I had never been to the Marin Headlands before, but the sound of my shoes scuffing across gold gravel paths told a different story. The wide trail undulated beneath my legs, legs long retrained for the flat midwest, legs now unaccustomed to even minimal change in elevation. As the trail stretched out ahead of me, a long, winding ramp, it reminded me of what these legs are capable of. Of where these legs belong.

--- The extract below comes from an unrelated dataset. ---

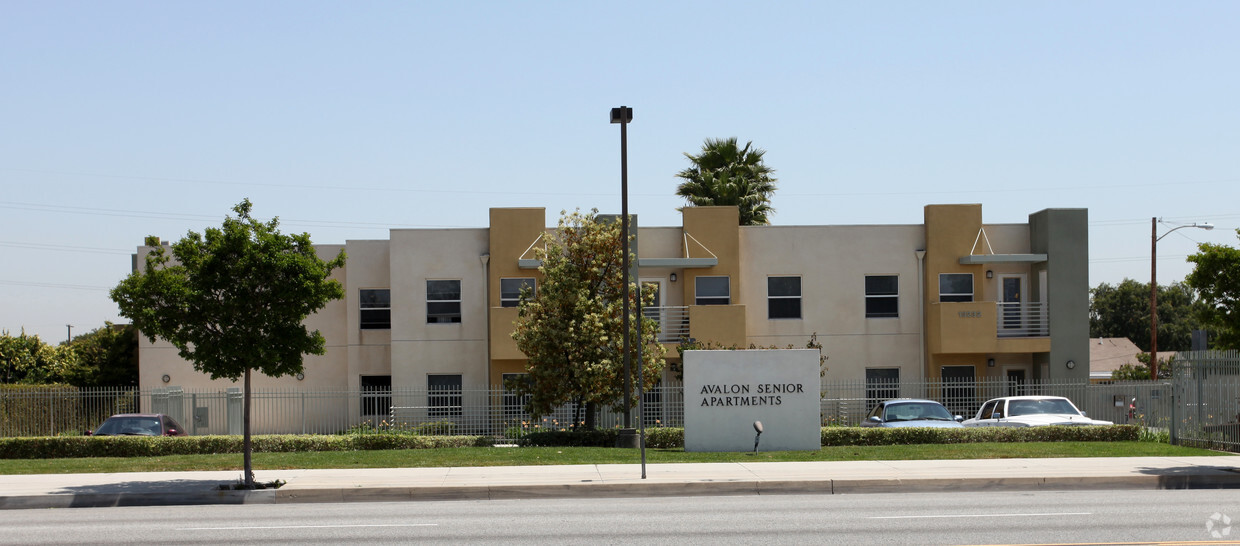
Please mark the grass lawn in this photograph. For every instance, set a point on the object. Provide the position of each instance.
(515, 457)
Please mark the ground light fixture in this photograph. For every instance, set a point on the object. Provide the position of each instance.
(1153, 286)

When we started our hike at the Tennessee Valley trailhead, it was late morning and the gray sky felt heavy. But by the time we caught our first glimpses of the Pacific Ocean, the sun had broken through the cloudcover, reflecting scattered white waves across the bay. The vast ocean, almost unbelievable in scale, unfolded indefinitely toward the horizon. It’s taut shimmer was only broken by the hard diagonals of the headlands. The ridges of land inhaled and exhaled, the chaparral growing in surges of green, the sun pulsing in the veins of the plants’ thin, waxy leaves.
The plunge to Pirates Cove began as stairs etched into the mountainside, and then quickly dissolved into a jumble of broken crag. Scrambling down to the beach, I held tight to each boulder, steadying myself against the earth before shuffling deeper toward the rocky surf. My legs shook involuntarily, already exhausted from the slow steady climb they’d endured, and now being thoroughly tested on the swift descent. But they carried me: past a trickling waterfall, spring runoff on its way to reuniting with the ocean; past native plants and opportunistic newcomers flowering just out of reach; past a mishmash of organic detritus, wooden bits washed up from a tumble in the sea; and finally, over the colony of smooth black stones that lined the curved, sandless cove.
Climbing back up to the trail, back to the sandy path that flexed against the hillside and down into the main valley, I felt held in place. Like the roots of the coastal shrubs holding together the headlands’ rocky soil, like the heavy mountains of earth hugging and holding the edges of the sea, I felt the elements that make up this familiar ecosystem pull me back into it’s tight grasp. The native sedges reached out and tickled my ankles. The giant windswept cypress trees sheltered the trail, catching the first few drops of rain before they could even think to reach my head. I poured myself into the bowl of the Tennessee Valley and felt welcomed, at ease, like I had rediscovered a place that felt like home.